Repost from 2015
This is a post I made on Facebook clear back in 2015. I wrote it a little over a year after I had returned to College after dropping out to take a year off of school to seek mental health treatment.
I re-read it recently after perusing through my Facebook photos and wanted to share it here. I was struck by how well it was written, and, how well it articulated my feelings at that time.
The image I posted it with below also sums up how I felt. The panting is Joel Rea’s Resolution. A businessman, dressed in proper business attire, suitcase in hand, presenting a piece of paper, to a giant wave, crashing on the beach.
In the past, I’d sometimes have dreams like this. Where the water represented my emotion This image, and this post, completely encapsulated what I was feeling at the time. On the outside, I was I appeared as a normal student, but on the inside I was nervous, anxious, panicky, depressed and had thoughts of suicide and self harm.
I’m clear on the other side now, my anxiety and depression are non-existent. I still have those emotions for sure, but they don’t hold more space than the other emotions. They play their evolutionary role and that’s it. Anxiety prompts me to come up with a plan for things I’m worried about and that I can control or to identify the things that I can’t control and let go of them.

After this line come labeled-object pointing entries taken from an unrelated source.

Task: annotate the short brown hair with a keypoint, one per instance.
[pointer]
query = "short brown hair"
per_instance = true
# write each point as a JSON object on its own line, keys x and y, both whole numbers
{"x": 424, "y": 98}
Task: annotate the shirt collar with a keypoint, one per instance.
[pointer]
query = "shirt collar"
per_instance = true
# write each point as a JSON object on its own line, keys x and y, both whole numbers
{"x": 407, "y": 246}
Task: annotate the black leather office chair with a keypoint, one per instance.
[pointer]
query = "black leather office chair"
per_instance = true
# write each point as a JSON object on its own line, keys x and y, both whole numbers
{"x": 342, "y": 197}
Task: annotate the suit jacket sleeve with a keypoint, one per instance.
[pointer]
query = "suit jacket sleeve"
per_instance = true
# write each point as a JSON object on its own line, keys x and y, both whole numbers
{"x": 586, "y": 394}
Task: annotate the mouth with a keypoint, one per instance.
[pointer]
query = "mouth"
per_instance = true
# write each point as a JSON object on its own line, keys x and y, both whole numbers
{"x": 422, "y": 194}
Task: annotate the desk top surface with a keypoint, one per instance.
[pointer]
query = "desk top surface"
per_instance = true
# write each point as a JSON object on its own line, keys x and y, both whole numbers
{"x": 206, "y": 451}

Depression, not often felt, prompts me to make changes.
To anyone who is reading this who has had anxiety, depression or any other mental health struggle, know that there is a path through it and you wont be fighting it forever. Seek therapeutic help with a therapist you like and trust, read self-help books, meditate, move away from toxic people, journal, and exercise and exercise and exercise. It’ll take time, but you’ll chip away at it slowly, but surely.
Do you ever struggle to find the right words to say? Or are you ever not sure how to act or respond in a certain situation? Does it ever seem like things pass you by and you don’t even notice it? Imagine feeling so alienated and alone that you ignore everything around you. Participating in the things around you, but somehow your just not there. Your mind is elsewhere, not in some off in some fairytale of some fantasy, but it’s just not here. It’s not preoccupied, the present moment is just too much for it to take, so it rests its self elsewhere.
That’s how the last few years have been for me. I haven’t been here. I just want to disappear. I’ve been happy with the things I’ve done, the person I am, where I’m going and the things I’m doing, but my body and mind feel like they are elsewhere.
It’s funny when you feel some way, or struggle with something like depression or anxiety and you tell a friend, and they let you know they had no idea that was happening with you. And I’m not saying that is funny that they weren’t paying attention, it’s funny that I thought it was a trait everyone could see in me. It’s funny how something I struggle with every waking day, but is something that I don’t express outwardly.
To all my friends, I wanted to say how sorry I am for not being the best I can to you over these last few years. Life can throw some nasty curveballs that hit you right in the gut sometimes. But I wanted to say how much joy each and every one of you bring to my life just by seeing your face or being in your company and how much it pains me to be away from anyone of you at any given moment. Thanksgiving is tomorrow, so I’d figure I’d mention how thankful I am for all of you.